Ortega’s former vice president, Sergio Ramirez, is so concerned by the project that he drafted a manifesto (signed by many prominent Nicaraguans) accusing Ortega of violating national sovereignty for his own political and financial gain. Ramirez called the project a white elephant, and said that the project’s opaque nature has made it impossible to know “what kind of business deals or financial manipulations are hiding behind the curtain.” In return for their concession, Nicaragua will receive only $10 million annually for the first decade while controlling no ownership. Following the first decade of operation Nicaragua will be granted a 10 percent increase in ownership stake every 10 years.
The canal’s construction should be seen as a geostrategic probe by China. The depth of the canal, a reported 28 meters, should also raise eyebrows as it would be deep enough for Chinese submarines to quickly and covertly cross between the Pacific and Atlantic Oceans. While China has denied involvement in the project, the scale of construction and investment paired with Wang Jing’s opaque personal history and rapid rise to wealth, make this claim very dubious.

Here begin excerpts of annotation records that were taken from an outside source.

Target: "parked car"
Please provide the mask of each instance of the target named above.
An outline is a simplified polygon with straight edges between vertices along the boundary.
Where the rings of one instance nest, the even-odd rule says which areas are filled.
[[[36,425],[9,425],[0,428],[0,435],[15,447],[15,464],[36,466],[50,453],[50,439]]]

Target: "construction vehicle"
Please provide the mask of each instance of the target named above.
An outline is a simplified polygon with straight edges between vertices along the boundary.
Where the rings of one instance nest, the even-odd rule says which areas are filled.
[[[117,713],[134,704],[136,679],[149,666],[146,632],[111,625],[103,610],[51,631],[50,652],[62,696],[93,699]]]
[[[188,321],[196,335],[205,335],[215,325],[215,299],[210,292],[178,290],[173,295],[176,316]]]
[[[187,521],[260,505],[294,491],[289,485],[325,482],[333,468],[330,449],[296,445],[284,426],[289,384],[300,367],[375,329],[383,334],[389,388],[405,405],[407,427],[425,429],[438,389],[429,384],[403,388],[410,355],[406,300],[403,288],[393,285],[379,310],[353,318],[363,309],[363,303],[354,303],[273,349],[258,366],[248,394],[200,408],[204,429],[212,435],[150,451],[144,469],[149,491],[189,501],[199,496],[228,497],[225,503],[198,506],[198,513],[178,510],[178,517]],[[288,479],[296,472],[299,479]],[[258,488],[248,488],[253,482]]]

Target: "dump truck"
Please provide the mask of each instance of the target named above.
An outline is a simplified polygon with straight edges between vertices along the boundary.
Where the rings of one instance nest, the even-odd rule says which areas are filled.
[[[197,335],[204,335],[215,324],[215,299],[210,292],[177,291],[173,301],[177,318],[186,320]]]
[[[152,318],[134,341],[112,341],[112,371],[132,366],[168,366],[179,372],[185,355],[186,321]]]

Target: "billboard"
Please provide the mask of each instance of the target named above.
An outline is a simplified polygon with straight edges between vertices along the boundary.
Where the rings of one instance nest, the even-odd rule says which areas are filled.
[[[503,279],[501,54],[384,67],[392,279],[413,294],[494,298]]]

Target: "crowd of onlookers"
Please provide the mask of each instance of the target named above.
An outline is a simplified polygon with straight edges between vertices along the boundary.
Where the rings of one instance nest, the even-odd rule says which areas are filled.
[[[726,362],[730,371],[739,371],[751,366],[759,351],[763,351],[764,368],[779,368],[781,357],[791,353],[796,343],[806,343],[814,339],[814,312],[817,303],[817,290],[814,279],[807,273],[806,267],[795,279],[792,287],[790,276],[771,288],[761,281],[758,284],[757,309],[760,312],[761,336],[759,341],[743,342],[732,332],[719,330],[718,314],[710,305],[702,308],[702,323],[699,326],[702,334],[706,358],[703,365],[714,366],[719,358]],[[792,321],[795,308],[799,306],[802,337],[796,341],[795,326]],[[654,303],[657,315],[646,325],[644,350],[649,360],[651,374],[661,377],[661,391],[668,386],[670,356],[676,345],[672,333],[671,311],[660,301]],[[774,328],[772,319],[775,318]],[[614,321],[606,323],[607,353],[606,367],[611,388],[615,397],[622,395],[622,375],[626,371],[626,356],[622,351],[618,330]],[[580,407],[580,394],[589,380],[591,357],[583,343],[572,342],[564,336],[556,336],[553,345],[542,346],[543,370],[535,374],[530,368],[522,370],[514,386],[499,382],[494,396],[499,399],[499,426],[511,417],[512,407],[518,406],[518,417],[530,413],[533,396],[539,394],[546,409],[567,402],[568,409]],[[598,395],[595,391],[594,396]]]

The other way that the canal might be stopped is progress on further expansion of the Panama Canal and the power of the free market. The Panama Canal is in the process of finishing a third set of locks by the end of 2016. There is also discussion of building a fourth set of locks. The Panama Canal leadership thinks that the construction timeline and the acceptable returns needed by the unnamed investors in Nicaragua (if they are private sector investors) will imply toll fees double that of the Panama Canal. If that is the case then the Nicaraguan canal will be uncompetitive. If the investors aren’t looking for a market return, however, than all bets are off.